This isn't true.
In AD&D, to hit rolls are resolved on d20. But the chance of a 1st level fighter defeating a storm giant in hand-to-hand combat are below 5%.
Apples and oranges.
The chance of a 1st-level fighter
defeating a storm giant is extremely close to zero. But, the chance of that 1st level fighter
hitting that giant on any one particular roll, while not great, are far enough away from zero to make the roll worthwhile.
In AD&D, a 1st level human thief has an 85% chance to climb walls. This could be represented on a d20.
It could; 85% is very neatly represented by 17 or less on a d20.

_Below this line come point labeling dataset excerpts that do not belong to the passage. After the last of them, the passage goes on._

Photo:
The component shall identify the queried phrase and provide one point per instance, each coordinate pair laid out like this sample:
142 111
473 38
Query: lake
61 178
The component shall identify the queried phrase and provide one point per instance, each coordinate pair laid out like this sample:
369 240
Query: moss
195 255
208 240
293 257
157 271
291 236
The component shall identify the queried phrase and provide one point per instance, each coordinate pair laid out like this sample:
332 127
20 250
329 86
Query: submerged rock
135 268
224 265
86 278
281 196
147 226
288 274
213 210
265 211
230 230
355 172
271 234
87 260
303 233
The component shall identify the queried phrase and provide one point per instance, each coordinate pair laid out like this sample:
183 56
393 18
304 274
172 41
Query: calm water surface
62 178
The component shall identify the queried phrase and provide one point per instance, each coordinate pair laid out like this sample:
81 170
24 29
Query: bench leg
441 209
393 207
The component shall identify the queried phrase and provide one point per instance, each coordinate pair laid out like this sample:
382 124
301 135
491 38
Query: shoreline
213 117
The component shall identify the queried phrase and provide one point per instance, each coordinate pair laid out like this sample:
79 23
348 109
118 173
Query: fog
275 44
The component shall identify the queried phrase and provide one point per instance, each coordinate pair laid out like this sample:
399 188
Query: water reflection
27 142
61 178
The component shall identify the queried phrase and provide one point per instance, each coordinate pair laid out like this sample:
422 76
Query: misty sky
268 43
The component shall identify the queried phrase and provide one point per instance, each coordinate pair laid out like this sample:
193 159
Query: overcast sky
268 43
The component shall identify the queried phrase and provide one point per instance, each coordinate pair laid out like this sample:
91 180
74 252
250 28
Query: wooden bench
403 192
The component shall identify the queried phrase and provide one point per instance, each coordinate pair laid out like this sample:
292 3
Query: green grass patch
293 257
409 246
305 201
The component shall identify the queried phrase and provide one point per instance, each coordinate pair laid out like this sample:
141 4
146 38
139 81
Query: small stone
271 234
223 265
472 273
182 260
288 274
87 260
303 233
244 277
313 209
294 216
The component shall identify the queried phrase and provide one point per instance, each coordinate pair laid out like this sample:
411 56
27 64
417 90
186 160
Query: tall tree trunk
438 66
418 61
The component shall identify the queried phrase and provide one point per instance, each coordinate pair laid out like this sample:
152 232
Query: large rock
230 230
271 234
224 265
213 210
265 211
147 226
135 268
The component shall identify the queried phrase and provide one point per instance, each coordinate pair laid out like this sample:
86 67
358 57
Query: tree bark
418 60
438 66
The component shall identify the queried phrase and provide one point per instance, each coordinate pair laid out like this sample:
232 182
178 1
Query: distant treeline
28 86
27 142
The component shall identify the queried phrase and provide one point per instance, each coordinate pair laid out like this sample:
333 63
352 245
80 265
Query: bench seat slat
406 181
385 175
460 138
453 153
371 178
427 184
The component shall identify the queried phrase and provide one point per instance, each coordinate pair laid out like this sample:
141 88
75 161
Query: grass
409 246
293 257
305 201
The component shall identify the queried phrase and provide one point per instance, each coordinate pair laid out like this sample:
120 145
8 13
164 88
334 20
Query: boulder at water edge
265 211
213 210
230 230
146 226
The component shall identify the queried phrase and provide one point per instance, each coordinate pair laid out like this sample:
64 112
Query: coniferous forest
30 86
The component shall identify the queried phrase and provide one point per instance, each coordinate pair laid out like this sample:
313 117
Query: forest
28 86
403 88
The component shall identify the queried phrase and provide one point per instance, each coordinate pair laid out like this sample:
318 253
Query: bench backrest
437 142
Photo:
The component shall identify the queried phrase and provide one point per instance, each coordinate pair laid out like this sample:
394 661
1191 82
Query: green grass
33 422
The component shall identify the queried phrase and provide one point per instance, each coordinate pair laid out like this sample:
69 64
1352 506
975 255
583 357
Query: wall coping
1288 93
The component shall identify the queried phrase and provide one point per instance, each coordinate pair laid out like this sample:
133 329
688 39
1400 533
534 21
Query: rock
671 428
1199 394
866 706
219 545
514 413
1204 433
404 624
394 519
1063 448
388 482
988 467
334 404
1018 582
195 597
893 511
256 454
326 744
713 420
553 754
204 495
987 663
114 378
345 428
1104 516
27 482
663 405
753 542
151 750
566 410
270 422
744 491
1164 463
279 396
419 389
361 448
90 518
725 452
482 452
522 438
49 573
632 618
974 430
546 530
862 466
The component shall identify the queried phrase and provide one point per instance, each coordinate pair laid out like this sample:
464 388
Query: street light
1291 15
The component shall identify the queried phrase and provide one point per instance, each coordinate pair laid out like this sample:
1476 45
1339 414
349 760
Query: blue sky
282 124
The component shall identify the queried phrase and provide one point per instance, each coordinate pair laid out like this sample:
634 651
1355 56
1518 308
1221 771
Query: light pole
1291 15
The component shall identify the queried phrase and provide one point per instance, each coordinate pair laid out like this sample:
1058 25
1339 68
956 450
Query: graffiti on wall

But what if the chance is 98%? That's not representable on a d20 yet is still most certainly not a guaranteed success...says he, who has had characters fail resurrection on odds like this more times than I care to think of.
According to the DMG (p 19), a check must be made very round - which means every 9' climbing a typical slightly slippery dungeon wall. The slight slipperiness also doubles the chance of slipping and falling, ie to 30%. If the wall the thief is trying to climb is more than 72 feet high, the chance of success is less than 5% - eg a little over 4% if the wall is no more than 81 feet high.
I long ago streamlined this by concatenating it all into a roll or two: the first to succeed against the rough overall odds of success (e.g. let's say 4% for the 80' slippery wall in your example), and a second to gauge roughly how far you'd got before failure if the first roll does not show success. The second roll is weighted toward failing early; as most often if you're gonna blow it, or realize you're not gonna make it, it'll happen shortly after leaving the ground.
That's another peculiarity of AD&D that reduces its flexibility - some actions are resolved with a single die roll (eg opening a lock, searching for a secret door), others are resolved with multiple rolls (eg combat, climbing certain distances), others allow retries (eg forcing open ordinary doors; listening at doors) - with no apparent rhyme or reason.
To me, forcing open a door* comes under the same category as picking a lock; your roll represents your best shot at it and you don't get another until-unless something materially changes. In the door example this material change might be as simple as getting a second party member to help you.
* - actually, this is much more akin to bend bars-lift gates, which are specifically called out by example as only getting one roll (or only one roll for each if trying to get through a barred gate) without material change.
As for listening at a door, the material change here that allows another attempt is simply the passage of time; the PCs have no way of knowing whether something has materially changed beyond the door that might produce a different result than before.